It is a world like our own in every respect . . . save one. In the 1950s, random acts of possession begin to occur. Ordinary men, women, and children are the targets of entities that seem to spring from the depths of the collective unconscious, pop-cultural avatars some call demons. There’s the Truth, implacable avenger of falsehood. The Captain, brave and self-sacrificing soldier. The Little Angel, whose kiss brings death, whether desired or not. And a string of others, ranging from the bizarre to the benign to the horrific.

As a boy, Del Pierce is possessed by the Hellion, an entity whose mischief-making can be deadly. With the help of Del’s family and a caring psychiatrist, the demon is exorcised . . . or is it? Years later, following a car accident, the Hellion is back, trapped inside Del’s head and clamoring to get out.

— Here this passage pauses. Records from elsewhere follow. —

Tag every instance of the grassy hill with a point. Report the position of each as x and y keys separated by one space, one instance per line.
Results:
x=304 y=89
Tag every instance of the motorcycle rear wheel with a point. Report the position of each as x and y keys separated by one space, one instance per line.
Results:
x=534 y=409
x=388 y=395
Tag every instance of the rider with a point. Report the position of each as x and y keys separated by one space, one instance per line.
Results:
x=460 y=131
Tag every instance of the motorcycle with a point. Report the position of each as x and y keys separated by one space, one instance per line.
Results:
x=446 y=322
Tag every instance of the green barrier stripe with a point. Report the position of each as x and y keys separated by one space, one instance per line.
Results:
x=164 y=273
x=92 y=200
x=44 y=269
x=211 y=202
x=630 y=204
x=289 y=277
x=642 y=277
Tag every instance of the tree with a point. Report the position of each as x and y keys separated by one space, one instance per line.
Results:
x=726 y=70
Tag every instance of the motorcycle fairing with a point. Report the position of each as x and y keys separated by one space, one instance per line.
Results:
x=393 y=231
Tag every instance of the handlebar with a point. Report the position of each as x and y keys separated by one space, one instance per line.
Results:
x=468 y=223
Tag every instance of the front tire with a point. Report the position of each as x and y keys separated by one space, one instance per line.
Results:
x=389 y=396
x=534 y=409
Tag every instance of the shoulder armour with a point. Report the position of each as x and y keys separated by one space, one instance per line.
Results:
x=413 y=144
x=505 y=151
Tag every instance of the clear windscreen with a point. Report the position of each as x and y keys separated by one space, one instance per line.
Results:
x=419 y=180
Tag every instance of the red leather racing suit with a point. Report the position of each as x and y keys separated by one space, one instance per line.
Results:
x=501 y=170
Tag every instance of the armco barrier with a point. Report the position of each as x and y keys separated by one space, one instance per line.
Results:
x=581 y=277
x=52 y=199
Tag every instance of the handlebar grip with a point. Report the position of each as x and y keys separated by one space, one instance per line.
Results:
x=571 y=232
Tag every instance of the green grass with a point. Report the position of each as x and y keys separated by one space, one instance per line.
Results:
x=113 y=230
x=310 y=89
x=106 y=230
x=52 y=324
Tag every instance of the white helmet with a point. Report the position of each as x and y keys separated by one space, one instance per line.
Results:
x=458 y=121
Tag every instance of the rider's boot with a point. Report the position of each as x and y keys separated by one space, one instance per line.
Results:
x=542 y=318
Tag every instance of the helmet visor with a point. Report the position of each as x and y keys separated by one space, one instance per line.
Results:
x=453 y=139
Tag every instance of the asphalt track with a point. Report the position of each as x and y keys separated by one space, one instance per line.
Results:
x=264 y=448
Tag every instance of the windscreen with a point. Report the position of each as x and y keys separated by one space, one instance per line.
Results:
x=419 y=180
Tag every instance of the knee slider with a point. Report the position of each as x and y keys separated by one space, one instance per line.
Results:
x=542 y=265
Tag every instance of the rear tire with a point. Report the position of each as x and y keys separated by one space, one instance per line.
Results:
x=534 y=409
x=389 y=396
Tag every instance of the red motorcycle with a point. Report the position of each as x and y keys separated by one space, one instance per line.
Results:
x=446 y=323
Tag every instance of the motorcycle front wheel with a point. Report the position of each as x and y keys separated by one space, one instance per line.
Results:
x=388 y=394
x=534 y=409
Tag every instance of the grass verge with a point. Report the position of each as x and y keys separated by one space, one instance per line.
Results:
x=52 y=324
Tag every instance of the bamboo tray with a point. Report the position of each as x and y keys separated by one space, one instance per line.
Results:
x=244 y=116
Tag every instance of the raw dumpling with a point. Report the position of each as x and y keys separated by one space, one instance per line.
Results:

Del’s quest for help leads him to Valis, an entity possessing the science fiction writer formerly known as Philip K. Dick; to Mother Mariette, a nun who inspires decidedly unchaste feelings; and to the Human League, a secret society devoted to the extermination of demons. All believe that Del holds the key to the plague of possession–and its solution. But for Del, the cure may be worse than the disease.

“Look out, Lethem! Daryl Gregory mixes pop culture and pathos, flavoring it with Philip K. Dick. Pandemonium possesses every quality you want in a great novel, and the good news is it’s only his debut.”
–Charles Coleman Finlay, Hugo and Nebula Award-nominated author of The Prodigal Troll

(retrieved from Amazon Thu, 12 Mar 2015 17:59:22 -0400)

In the 1950s, ordinary people of varying ages and backgrounds are possessed by entities that seem to spring from the collective unconscious, that many would call demons. It is believed that the key to resolving this plague pivots around the possessed Del Pierce; for whom the cure may be worse than the disease.… (more)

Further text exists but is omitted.